Of course, they couldn't sell the painting. If the Highlord or any of her soldiers ever
saw it, they'd cut off Seron's hands. Nonetheless, he wasn't sorry that he had done it.
And neither was Kyra. They both hoped that eventually the dark days would pass, and his
picture would be a valued - and valuable - reminder of this evil time. More than that,
they both hoped it would forever establish Seron as Krynn's pre-eminent artist.
They kept the bleak masterpiece hidden in a wooden crate under their bed. However, it soon
began to rankle them both that Seron's greatest work had no audience.
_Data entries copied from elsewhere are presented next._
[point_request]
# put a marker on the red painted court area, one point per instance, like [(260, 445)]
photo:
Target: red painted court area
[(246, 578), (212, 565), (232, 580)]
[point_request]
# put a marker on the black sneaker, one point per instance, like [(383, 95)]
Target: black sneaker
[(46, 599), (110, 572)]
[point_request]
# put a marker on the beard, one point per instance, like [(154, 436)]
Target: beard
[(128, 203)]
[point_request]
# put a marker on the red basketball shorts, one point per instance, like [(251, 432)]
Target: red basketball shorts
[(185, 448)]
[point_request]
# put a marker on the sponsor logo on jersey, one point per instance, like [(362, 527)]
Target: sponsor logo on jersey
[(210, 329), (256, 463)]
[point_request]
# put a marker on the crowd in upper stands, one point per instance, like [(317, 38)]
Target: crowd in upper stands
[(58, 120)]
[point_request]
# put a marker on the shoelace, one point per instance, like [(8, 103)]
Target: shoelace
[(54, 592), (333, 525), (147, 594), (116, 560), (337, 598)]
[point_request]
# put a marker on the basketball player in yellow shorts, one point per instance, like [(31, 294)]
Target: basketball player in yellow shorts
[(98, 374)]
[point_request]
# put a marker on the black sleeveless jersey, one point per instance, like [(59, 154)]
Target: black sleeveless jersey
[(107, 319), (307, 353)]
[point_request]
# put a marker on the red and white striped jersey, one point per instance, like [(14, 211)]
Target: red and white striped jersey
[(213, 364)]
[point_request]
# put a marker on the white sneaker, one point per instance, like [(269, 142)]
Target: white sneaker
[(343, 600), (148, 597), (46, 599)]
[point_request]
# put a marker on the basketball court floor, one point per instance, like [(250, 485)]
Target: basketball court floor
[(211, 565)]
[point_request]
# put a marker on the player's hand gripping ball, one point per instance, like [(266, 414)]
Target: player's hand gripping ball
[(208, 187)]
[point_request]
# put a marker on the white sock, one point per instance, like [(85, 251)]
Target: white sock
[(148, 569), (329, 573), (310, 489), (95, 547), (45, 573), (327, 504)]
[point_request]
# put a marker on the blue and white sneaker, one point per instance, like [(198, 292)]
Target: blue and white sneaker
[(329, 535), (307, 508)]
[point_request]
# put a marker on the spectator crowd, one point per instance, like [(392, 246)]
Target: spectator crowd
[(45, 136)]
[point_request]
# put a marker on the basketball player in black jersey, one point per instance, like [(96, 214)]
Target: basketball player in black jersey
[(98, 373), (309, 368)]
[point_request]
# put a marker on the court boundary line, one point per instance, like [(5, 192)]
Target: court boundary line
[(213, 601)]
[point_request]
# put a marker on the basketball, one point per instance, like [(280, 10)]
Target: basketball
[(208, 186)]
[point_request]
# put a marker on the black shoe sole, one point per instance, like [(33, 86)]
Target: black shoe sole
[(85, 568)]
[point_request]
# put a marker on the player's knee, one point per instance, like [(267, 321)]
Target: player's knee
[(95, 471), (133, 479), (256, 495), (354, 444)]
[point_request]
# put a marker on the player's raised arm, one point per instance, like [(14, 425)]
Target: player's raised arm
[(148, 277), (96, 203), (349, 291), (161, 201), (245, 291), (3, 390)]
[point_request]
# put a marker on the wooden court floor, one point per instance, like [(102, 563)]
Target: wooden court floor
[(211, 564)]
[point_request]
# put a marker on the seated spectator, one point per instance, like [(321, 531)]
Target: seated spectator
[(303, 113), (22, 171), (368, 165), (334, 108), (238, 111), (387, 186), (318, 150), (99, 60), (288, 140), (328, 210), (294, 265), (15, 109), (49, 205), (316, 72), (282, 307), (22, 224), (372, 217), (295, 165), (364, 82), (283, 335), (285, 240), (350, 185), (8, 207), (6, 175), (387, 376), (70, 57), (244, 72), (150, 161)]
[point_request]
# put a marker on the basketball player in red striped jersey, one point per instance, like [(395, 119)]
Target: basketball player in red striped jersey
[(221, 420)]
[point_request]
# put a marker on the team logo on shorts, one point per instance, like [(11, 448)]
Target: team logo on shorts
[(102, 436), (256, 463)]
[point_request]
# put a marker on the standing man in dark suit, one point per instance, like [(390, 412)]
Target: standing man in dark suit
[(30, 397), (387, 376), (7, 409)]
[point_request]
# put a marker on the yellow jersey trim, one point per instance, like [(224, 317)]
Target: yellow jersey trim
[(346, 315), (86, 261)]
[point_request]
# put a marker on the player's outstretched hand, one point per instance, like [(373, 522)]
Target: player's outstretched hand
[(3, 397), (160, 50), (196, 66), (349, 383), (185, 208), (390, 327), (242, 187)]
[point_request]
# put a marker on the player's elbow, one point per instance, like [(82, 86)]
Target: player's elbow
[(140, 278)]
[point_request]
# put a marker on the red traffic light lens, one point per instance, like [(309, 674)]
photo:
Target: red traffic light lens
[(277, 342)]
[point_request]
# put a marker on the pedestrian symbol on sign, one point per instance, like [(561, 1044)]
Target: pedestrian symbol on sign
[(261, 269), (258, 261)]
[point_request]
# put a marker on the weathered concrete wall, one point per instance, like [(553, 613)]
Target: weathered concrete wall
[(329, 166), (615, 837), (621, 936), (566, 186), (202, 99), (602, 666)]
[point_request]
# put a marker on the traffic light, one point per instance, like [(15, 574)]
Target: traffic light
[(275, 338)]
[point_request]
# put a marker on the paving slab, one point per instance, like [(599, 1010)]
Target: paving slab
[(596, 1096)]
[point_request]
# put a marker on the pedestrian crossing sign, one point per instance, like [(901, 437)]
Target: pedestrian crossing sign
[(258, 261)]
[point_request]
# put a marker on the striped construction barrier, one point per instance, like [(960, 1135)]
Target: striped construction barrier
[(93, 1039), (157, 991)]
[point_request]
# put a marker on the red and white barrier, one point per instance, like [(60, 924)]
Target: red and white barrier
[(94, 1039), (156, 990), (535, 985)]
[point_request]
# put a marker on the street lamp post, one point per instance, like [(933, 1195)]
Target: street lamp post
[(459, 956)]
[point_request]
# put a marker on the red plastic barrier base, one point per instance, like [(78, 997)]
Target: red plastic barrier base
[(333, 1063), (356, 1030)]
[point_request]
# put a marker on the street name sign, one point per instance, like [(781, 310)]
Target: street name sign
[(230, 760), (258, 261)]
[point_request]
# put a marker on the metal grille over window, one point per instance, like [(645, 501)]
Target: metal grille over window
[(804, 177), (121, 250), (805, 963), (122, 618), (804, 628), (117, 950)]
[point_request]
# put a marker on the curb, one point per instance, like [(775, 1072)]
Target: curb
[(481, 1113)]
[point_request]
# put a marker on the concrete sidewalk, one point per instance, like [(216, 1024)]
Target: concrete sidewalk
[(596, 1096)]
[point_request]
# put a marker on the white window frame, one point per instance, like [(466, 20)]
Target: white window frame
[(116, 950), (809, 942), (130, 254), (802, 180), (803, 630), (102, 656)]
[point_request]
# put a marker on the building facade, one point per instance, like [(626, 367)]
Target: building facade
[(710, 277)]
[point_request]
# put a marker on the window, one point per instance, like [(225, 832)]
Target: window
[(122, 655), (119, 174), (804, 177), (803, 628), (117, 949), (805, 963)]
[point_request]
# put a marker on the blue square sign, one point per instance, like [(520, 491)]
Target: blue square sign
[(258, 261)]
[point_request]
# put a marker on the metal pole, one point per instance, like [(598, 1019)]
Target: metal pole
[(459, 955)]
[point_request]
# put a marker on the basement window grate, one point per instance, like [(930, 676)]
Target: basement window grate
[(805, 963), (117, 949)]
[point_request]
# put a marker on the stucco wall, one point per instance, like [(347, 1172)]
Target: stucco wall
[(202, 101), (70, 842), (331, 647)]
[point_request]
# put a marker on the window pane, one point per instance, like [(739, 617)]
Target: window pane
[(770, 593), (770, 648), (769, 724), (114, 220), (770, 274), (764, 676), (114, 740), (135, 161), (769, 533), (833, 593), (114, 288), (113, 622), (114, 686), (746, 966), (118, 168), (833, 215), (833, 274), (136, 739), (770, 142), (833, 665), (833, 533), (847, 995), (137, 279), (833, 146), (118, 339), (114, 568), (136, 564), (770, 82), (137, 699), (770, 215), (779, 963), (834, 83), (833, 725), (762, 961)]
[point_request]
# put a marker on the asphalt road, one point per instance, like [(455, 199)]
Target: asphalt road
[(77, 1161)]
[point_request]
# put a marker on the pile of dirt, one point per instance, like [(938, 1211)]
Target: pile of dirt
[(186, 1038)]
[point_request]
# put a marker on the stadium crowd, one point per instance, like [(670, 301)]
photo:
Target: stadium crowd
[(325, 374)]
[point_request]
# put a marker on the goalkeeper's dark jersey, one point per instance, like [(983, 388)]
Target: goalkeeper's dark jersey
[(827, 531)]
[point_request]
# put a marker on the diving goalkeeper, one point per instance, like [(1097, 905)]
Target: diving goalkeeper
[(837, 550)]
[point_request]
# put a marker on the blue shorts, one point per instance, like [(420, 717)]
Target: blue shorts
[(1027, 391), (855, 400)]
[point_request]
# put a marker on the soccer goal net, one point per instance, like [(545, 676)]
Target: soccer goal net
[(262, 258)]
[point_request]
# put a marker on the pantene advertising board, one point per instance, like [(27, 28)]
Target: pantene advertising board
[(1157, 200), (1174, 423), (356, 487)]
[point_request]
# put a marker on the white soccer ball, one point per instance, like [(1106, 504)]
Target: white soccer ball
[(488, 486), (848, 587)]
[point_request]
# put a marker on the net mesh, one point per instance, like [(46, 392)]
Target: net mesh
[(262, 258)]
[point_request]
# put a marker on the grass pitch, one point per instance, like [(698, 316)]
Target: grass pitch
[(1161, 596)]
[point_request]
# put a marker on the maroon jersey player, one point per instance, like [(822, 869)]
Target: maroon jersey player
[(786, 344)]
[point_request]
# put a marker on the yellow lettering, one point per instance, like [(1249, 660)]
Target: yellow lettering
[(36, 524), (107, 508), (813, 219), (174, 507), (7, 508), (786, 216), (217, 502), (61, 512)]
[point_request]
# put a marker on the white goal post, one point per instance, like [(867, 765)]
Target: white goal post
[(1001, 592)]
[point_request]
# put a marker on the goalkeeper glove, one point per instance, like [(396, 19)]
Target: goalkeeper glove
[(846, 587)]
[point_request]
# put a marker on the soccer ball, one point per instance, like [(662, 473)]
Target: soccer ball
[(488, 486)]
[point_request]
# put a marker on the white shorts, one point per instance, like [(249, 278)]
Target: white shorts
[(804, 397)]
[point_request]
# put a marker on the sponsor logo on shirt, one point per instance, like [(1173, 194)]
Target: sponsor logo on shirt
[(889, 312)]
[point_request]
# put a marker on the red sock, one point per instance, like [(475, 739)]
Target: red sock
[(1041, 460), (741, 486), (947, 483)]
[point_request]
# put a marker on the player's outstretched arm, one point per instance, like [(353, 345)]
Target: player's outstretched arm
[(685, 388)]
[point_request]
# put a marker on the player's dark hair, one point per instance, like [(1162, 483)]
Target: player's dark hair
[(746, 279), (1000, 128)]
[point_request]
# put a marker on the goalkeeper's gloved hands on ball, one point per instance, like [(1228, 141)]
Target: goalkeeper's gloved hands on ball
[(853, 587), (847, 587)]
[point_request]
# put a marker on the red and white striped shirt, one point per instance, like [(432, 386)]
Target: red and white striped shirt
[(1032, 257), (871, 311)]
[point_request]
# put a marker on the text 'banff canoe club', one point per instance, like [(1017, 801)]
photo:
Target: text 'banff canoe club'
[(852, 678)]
What was the point
of having painted the picture if no one ever saw it?
It was then that they conceived their daring plan to smuggle the painting to Palanthas
where it might be prominently displayed in a gallery. But they would need help.
“Let's send word to Tosch,” suggested Kyra. “He could fly here one dark night and take the
painting away with him.”
“Do you think Tosch would really do it; would he risk his life for a painting?”
“We have nothing to lose by asking,” she said.
Two days later, the peddler who had bought a Seron painting of Tosch carried a coded note
out of the city and into the mountain warrens. The note asked their friend to come to them
after sunset during the night when the two moons were at their smallest. It was a great
favor, and they didn't ask it lightly. And they said as much in the note. If Tosch felt it
was too dangerous, they said, he shouldn't come; they would understand.